The Postmistress Of Paris: A Novel by Meg Waite Clayton – Our Review
Inspired by the real-life Mary Jane Gold, the incredible Chicago born heiress who helped smuggle artists and creatives out of France during WWII.
An American, living in Paris for the past decade, Naneè is wealthy, beautiful, and quite the independent young woman. Learning to fly is a dream come true and the freedom she finds gliding through the air cannot be harnessed.
But, when German tanks rolls into Paris, Naneè and her delightful little pooch join the resistance to help others in the unfolding danger that the invasion poses. Delivering information to help those in hiding, Naneè risks her own sense of privilege to help deliver messages, and eventually individuals to safety.

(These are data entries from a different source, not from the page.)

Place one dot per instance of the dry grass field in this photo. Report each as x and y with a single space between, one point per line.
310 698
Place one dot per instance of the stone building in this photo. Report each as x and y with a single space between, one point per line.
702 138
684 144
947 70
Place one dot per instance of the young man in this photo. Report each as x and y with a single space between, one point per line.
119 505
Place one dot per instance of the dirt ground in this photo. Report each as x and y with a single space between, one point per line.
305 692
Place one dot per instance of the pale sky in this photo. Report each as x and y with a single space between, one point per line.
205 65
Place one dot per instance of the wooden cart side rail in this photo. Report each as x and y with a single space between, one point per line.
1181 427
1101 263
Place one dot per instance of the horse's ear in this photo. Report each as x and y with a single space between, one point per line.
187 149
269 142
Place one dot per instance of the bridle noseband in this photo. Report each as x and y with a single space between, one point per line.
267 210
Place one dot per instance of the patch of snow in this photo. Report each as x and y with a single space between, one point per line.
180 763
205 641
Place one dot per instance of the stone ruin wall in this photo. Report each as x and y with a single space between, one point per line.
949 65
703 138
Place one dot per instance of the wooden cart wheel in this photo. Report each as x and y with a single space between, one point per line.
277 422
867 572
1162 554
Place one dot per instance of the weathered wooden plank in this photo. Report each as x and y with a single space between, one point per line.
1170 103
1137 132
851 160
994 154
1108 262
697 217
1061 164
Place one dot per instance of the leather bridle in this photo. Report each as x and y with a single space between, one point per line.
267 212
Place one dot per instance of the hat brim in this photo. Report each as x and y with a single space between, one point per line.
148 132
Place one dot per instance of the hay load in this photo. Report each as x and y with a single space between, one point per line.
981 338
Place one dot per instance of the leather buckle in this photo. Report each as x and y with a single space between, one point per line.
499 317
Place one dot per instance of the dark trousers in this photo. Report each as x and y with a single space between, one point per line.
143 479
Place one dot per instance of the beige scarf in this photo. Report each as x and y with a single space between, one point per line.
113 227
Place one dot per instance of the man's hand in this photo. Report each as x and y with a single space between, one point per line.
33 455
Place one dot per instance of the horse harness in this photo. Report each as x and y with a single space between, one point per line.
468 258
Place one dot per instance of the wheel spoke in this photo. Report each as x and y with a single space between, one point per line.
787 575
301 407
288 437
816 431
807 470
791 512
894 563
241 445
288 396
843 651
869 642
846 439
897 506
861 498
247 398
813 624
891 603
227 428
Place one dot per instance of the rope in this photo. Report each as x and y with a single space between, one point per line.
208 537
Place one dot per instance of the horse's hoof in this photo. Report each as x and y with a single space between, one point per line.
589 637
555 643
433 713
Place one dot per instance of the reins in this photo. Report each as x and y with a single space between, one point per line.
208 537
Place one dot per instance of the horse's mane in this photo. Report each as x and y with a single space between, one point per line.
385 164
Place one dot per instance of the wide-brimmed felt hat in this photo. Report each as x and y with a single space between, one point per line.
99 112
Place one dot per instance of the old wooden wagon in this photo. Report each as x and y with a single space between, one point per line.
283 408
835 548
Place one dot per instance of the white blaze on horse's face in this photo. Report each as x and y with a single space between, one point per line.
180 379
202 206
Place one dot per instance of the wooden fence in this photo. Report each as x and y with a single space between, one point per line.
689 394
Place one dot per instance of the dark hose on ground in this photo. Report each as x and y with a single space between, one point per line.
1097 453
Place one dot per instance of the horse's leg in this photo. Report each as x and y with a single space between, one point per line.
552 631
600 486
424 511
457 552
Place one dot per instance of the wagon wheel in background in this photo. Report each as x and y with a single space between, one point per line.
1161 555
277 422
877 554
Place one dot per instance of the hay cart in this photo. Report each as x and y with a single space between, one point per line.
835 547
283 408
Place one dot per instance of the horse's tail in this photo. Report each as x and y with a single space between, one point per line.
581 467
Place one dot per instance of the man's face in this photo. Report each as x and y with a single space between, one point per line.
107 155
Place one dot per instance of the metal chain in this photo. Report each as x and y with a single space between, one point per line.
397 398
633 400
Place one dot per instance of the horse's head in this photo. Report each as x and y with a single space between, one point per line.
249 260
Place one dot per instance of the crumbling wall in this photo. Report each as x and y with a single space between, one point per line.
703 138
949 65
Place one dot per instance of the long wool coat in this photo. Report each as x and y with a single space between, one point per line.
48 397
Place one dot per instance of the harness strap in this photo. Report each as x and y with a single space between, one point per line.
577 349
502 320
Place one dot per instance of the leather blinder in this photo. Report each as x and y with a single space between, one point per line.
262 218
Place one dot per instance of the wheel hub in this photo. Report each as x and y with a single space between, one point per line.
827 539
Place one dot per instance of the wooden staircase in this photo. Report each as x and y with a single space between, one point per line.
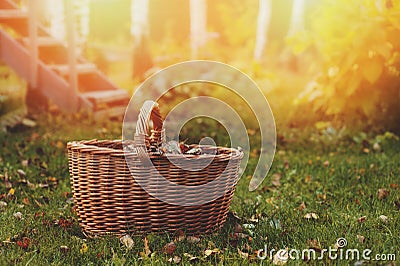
45 63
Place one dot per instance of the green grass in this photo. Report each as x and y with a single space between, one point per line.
336 178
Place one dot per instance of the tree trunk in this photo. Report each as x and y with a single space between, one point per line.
297 21
198 25
264 18
142 59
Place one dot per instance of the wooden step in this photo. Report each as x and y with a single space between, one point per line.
44 41
12 13
106 96
80 68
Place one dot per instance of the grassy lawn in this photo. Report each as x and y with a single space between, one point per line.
321 187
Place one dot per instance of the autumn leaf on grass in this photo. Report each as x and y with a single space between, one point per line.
169 248
175 259
193 239
190 257
383 193
127 241
311 215
362 219
147 250
84 248
64 249
276 180
24 243
313 244
302 206
384 218
360 239
242 254
208 252
281 257
18 215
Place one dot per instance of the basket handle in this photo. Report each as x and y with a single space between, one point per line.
149 111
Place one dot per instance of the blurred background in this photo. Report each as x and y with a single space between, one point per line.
322 64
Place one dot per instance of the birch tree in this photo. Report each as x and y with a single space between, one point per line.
198 25
297 18
263 21
142 60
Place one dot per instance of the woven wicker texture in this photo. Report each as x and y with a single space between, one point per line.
109 199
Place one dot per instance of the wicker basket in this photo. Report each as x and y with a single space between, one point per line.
109 199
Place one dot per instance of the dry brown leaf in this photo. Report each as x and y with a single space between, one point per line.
384 218
64 249
190 257
362 219
242 254
21 173
276 180
18 215
383 193
147 250
169 248
175 259
281 257
311 215
308 179
361 239
302 206
179 236
193 239
127 241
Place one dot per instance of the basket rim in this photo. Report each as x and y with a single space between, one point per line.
89 146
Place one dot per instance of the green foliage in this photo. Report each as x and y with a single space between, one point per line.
359 76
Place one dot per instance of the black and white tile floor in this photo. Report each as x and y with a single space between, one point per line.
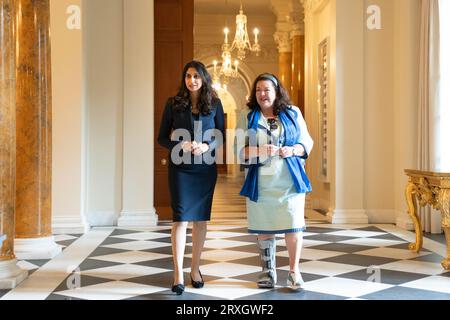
338 262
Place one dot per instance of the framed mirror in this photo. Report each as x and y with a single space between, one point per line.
323 101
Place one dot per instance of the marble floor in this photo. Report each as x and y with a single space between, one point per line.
339 262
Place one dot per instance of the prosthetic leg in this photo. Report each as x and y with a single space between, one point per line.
268 276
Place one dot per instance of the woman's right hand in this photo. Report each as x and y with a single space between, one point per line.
186 146
269 150
263 152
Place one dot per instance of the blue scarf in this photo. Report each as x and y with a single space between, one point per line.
291 137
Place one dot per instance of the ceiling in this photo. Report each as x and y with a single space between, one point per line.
232 6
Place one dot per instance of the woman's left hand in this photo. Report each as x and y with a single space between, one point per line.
199 148
286 152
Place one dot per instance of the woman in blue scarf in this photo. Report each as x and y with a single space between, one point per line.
276 146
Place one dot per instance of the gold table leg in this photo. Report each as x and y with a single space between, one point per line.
410 193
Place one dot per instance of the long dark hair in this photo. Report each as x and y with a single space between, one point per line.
207 97
282 100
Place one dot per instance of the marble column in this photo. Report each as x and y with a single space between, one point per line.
283 40
34 238
10 274
298 58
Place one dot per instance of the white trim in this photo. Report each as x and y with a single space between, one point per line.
138 218
102 218
69 225
36 248
48 277
348 217
10 274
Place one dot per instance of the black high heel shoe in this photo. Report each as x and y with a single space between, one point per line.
178 289
198 284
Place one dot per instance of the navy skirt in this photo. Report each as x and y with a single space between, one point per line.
192 191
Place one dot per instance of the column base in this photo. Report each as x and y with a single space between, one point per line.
36 248
404 221
69 225
10 274
138 219
348 217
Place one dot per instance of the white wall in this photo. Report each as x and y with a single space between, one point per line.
138 160
406 75
379 116
319 26
68 151
104 83
373 107
103 115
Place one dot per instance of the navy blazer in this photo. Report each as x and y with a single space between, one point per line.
172 120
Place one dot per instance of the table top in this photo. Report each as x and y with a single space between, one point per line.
412 172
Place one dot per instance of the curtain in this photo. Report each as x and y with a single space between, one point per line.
429 124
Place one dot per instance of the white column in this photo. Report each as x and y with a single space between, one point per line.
68 169
348 55
36 248
138 178
10 274
406 73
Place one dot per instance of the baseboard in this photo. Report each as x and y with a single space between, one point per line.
381 216
347 217
102 218
69 225
404 221
138 218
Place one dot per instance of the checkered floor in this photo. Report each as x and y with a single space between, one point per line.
338 262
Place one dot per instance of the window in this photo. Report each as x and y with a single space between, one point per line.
444 13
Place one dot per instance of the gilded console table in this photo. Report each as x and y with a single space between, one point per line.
429 188
2 238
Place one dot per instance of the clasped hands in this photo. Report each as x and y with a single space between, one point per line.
195 147
270 150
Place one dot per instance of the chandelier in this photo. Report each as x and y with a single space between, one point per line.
241 40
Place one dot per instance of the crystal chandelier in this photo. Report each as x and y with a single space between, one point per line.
241 43
241 40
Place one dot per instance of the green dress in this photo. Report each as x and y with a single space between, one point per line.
279 209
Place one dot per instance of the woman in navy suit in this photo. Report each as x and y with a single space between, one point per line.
192 127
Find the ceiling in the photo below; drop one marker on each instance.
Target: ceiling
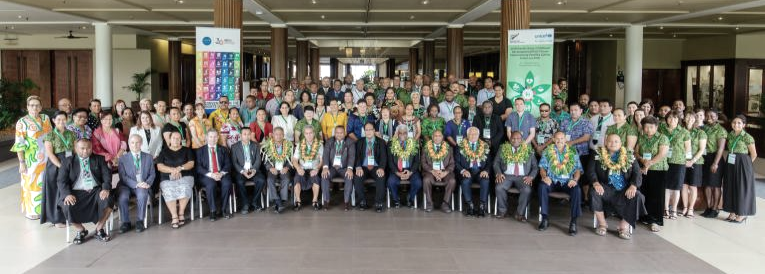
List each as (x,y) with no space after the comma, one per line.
(387,27)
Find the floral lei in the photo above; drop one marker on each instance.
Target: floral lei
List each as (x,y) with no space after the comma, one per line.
(436,156)
(556,165)
(479,154)
(622,164)
(520,156)
(314,150)
(269,148)
(405,152)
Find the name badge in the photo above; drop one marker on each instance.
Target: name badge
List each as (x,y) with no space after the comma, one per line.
(647,156)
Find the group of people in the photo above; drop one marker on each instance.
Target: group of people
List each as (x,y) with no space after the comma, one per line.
(632,162)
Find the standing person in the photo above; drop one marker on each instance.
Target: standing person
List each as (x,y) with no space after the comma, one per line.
(712,182)
(29,147)
(739,192)
(651,153)
(59,146)
(677,156)
(693,171)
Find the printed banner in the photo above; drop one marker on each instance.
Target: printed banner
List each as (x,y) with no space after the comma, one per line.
(219,67)
(529,66)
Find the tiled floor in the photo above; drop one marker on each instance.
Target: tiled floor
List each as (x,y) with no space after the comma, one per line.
(400,241)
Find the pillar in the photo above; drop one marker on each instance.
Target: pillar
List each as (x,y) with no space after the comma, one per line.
(174,77)
(413,55)
(516,14)
(454,56)
(633,73)
(279,53)
(428,56)
(315,65)
(103,64)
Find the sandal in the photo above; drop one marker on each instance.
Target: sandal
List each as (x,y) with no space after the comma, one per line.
(601,230)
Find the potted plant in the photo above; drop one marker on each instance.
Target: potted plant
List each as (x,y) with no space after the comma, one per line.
(141,81)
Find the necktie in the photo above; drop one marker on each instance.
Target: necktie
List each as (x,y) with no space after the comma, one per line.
(214,160)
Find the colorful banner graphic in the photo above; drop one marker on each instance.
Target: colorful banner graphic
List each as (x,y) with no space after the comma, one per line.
(529,66)
(219,66)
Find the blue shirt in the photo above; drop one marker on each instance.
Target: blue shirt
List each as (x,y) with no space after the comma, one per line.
(527,122)
(577,130)
(356,124)
(560,178)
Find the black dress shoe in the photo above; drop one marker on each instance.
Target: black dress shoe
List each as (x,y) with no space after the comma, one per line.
(543,225)
(125,227)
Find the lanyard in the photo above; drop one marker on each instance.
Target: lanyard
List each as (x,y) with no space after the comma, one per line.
(63,140)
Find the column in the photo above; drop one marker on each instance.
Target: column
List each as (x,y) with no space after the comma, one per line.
(454,56)
(633,72)
(279,53)
(302,59)
(103,64)
(315,66)
(516,14)
(428,56)
(174,77)
(413,55)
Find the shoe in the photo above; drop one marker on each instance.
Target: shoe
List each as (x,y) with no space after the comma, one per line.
(543,225)
(572,229)
(125,227)
(445,207)
(101,236)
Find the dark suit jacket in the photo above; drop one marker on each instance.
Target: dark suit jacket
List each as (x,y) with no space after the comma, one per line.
(126,170)
(347,152)
(70,170)
(380,152)
(414,160)
(203,160)
(237,156)
(530,168)
(596,173)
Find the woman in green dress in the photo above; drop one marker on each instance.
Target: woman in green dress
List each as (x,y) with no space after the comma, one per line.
(28,146)
(738,189)
(432,123)
(694,168)
(59,145)
(651,153)
(679,152)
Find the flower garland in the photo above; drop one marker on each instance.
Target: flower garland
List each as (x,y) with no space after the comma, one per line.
(269,149)
(479,154)
(558,167)
(436,156)
(405,152)
(622,164)
(314,150)
(520,156)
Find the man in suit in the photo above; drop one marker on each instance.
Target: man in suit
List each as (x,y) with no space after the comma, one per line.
(404,165)
(371,160)
(213,165)
(85,183)
(245,156)
(515,166)
(136,172)
(339,159)
(441,172)
(474,167)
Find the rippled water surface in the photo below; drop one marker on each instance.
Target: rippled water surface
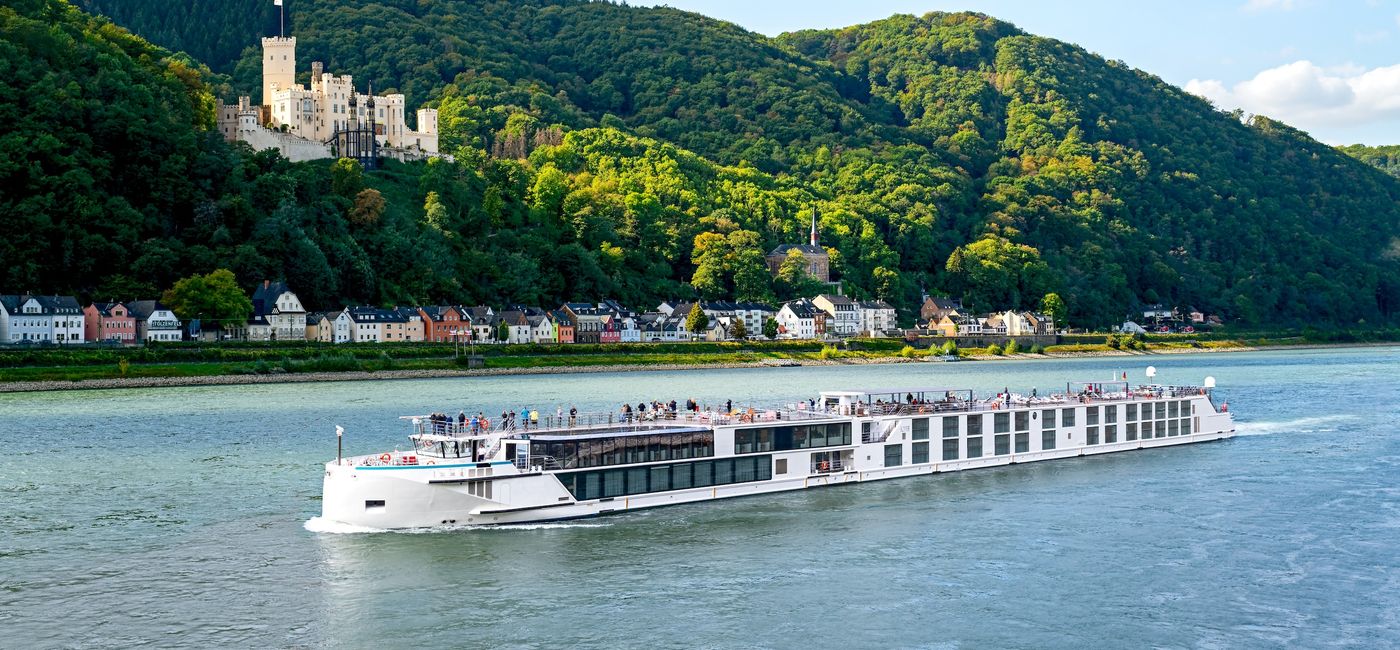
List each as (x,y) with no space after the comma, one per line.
(178,517)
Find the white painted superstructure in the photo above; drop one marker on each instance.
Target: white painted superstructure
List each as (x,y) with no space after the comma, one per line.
(567,467)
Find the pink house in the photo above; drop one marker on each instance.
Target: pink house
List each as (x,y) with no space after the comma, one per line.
(108,321)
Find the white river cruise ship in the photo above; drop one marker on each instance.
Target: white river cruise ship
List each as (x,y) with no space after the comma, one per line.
(585,465)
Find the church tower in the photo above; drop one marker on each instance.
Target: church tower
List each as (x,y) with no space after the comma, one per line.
(279,65)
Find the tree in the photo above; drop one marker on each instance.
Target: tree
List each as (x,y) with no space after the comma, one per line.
(697,321)
(1054,307)
(210,297)
(367,209)
(346,177)
(738,331)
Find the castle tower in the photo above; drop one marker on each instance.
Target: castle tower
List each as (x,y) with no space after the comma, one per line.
(279,65)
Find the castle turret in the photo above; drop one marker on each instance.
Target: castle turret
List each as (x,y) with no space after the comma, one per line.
(279,65)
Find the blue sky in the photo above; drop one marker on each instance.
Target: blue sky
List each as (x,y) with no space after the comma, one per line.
(1329,67)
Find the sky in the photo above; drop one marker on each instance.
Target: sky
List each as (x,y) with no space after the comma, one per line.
(1330,67)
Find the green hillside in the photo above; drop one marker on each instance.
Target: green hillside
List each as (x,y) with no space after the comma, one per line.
(1385,157)
(636,151)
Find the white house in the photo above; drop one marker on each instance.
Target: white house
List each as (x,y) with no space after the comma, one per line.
(875,317)
(629,331)
(542,328)
(41,318)
(801,320)
(154,321)
(277,314)
(844,320)
(366,324)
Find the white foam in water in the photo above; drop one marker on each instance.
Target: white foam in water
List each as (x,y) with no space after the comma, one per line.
(1302,425)
(318,524)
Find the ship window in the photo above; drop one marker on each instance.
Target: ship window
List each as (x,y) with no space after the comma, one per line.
(920,453)
(636,481)
(703,474)
(893,454)
(591,486)
(745,469)
(613,482)
(724,471)
(660,478)
(681,475)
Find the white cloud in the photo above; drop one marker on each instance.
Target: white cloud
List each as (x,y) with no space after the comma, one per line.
(1312,97)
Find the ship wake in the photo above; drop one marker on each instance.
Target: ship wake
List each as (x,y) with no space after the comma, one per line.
(1301,425)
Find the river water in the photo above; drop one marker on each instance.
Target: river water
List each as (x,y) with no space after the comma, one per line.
(179,517)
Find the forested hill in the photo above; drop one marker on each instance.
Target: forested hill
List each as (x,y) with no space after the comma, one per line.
(647,153)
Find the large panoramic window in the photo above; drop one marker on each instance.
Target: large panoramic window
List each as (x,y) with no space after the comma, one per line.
(791,437)
(601,483)
(577,454)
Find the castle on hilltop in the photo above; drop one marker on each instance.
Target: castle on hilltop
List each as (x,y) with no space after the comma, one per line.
(329,119)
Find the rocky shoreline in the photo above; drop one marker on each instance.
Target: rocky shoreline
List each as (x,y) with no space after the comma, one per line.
(427,374)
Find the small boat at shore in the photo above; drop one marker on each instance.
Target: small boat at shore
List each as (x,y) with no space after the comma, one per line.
(592,464)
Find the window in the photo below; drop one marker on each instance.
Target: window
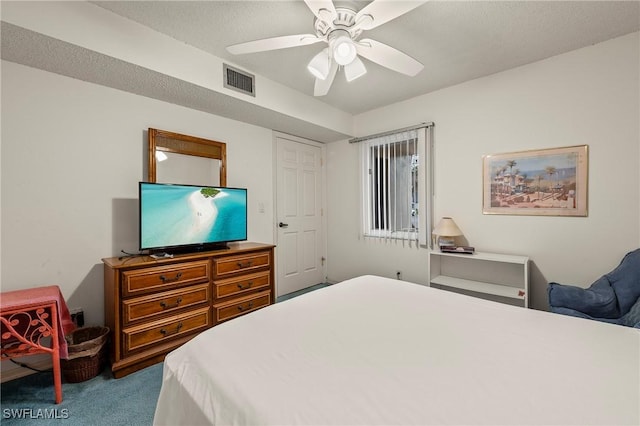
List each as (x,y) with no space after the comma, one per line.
(395,185)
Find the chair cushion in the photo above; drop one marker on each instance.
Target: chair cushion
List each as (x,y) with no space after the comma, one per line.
(597,301)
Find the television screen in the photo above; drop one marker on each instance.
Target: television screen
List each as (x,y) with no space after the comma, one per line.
(187,216)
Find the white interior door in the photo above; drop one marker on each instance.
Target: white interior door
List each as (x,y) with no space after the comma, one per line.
(300,238)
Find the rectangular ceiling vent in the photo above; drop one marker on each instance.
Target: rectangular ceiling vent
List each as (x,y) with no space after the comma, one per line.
(239,80)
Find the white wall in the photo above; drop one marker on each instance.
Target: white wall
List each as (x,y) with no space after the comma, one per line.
(72,156)
(589,96)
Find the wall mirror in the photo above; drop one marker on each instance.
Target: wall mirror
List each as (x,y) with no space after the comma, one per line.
(176,158)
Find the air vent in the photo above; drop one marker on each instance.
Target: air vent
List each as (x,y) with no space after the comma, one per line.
(238,80)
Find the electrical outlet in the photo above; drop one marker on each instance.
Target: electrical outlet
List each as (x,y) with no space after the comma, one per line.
(77,316)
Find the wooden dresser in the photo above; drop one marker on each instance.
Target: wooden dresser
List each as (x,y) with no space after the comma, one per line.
(152,306)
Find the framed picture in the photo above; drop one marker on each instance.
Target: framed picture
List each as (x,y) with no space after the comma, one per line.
(543,182)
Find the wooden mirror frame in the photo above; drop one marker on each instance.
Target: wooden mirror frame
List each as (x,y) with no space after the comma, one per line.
(162,140)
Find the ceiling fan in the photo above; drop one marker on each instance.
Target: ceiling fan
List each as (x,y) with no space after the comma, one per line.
(340,28)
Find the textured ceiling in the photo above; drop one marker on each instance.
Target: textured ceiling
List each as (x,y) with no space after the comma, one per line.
(456,40)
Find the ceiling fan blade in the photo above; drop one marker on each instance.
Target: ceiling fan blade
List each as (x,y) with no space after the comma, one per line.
(388,57)
(322,87)
(273,43)
(323,9)
(382,11)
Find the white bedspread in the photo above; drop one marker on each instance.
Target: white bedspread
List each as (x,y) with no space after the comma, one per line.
(375,351)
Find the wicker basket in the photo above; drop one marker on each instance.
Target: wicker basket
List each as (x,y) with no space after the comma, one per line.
(87,354)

Naneè has the biggest heart of all, and when she meets Edouard Moss and his adorable young daughter who have escaped Germany but now remain captured in a French labour camp, Naneè just can’t leave them afraid and alone.
So once again, she puts her freedom at risk for the sake of others.
This book is a remarkable read, most of all I loved the strong and formidable female character and was inspired and challenged by her courage. A really special story that leaves you reflecting on freedom, and the sense of responsibility to ensure that freedom is for the collective and not just certain individuals.
Thrilling and fascinating, this one is not just for the historical fiction lover but anyone who loves a character driven story.